Elections board questions "double-voters"

The Hamilton County Board of Elections heard sworn testimony Friday afternoon from five of 18 voters who cast two ballots in the November election as part of an investigation that could lead to criminal charges.

Almost all of the voters being investigated cast absentee ballots and then showed up at their polling places on election day and were given provisional ballots by poll workers - which they were required to do.

Four of the five voters who testified under oath Friday said they went to their polling places on election day because they were either unsure if they had mailed in absentee ballots or were unsure it had arrived at the board of elections.

Seven people who were subpoenaed to testify Friday did not show up.

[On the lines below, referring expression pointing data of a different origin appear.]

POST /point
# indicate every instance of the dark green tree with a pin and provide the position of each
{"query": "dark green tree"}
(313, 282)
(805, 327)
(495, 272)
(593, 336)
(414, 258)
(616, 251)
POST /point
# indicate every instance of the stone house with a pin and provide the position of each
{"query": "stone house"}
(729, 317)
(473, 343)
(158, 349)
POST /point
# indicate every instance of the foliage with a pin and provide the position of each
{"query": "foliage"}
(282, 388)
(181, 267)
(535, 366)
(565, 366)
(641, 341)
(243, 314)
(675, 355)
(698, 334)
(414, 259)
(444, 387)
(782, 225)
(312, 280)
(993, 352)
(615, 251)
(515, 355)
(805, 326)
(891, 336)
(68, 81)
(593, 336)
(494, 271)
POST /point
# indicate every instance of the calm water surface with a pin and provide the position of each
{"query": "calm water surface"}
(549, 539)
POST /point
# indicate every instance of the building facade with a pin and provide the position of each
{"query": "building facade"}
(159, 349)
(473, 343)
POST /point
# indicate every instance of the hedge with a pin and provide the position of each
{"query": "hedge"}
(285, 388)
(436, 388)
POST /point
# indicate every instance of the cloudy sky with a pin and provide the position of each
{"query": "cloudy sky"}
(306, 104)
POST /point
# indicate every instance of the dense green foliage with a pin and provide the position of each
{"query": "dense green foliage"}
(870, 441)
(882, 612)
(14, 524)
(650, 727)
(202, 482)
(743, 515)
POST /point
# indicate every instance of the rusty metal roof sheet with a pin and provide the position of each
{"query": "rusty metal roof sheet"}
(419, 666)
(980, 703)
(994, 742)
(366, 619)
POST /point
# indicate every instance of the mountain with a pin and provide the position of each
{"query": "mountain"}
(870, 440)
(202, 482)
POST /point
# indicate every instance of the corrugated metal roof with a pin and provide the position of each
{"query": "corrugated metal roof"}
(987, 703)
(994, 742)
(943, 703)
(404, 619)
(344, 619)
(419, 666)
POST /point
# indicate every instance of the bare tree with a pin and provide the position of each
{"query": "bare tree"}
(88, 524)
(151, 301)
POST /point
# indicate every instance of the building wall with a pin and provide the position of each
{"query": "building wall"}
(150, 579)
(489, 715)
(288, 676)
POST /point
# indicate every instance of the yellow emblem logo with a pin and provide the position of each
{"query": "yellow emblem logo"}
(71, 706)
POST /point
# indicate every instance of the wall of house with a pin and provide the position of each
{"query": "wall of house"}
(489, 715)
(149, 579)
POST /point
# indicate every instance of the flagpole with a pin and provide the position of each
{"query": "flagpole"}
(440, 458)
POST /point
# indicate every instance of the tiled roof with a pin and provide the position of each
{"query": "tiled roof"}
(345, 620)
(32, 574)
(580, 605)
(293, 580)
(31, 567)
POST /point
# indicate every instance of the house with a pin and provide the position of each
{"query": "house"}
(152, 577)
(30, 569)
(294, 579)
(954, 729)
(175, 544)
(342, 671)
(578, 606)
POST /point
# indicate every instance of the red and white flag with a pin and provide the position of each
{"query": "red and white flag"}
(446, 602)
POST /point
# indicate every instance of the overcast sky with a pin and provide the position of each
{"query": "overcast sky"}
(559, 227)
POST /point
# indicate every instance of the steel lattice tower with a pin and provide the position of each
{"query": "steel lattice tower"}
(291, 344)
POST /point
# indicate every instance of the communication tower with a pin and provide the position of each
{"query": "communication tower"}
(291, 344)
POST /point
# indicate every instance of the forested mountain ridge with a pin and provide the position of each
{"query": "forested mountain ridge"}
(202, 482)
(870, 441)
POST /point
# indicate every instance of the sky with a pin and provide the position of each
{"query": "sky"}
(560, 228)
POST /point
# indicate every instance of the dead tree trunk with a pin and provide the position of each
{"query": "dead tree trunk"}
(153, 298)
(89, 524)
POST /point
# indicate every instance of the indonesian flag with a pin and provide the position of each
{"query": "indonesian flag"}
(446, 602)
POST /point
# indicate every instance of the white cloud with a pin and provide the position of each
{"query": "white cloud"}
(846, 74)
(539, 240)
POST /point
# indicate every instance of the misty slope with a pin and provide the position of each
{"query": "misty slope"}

Tim Burke, the chairman of the Hamilton County Board of Elections, said those people’s cases would be decided on the basis of the investigation done by board of election staff members.

The rest of the subpoenaed voters, along with some material witnesses, are to testify in a session on Friday, Feb. 22.

One of those is a woman who was a poll worker at the Madisonville Recreation Center polling place  and is alleged to have cast an absentee ballot and a provisional ballot on election day.

After all the testimony is heard, the board members will decide whether or not to refer any of the cases to the Hamilton County prosecutor for possible prosecution on charges of voter fraud, a fourth-degree felony.

A Springfield Township woman who was subpoenaed told the board members that she was not sure her absentee ballot was delivered to the board “because somebody at the post office told my mother that it needed two stamps to get there.”

So she went to her Springfield Township polling place on election day and was given a provisional ballot.

“You know, just for the record, that the post office forwards any absentee ballot envelope to the board of elections and the board picks up the postage,’’ said Caleb Faux, a Democratic member of the board.

A Silverton woman gave the board unclear answers when asked if she remembered sending in an absentee ballot.

“All I know is that at the polling place they told me I needed to vote and gave me these forms,’’ she said.

An elderly woman who lives in a home for seniors was there with her niece, who explained to the board that her aunt had mental and physical problems. The elderly woman said she mailed in an absentee ballot, but said that on election day, a woman in the building was going around telling people to go vote at the polling place where she lived; and she did.

In all of the cases heard Friday, the voters’ absentee ballots were counted and the provisional ballots were not.

The board had originally subpoenaed 19 voters, but dropped one man at the last minute because board staffers determined he had done nothing wrong.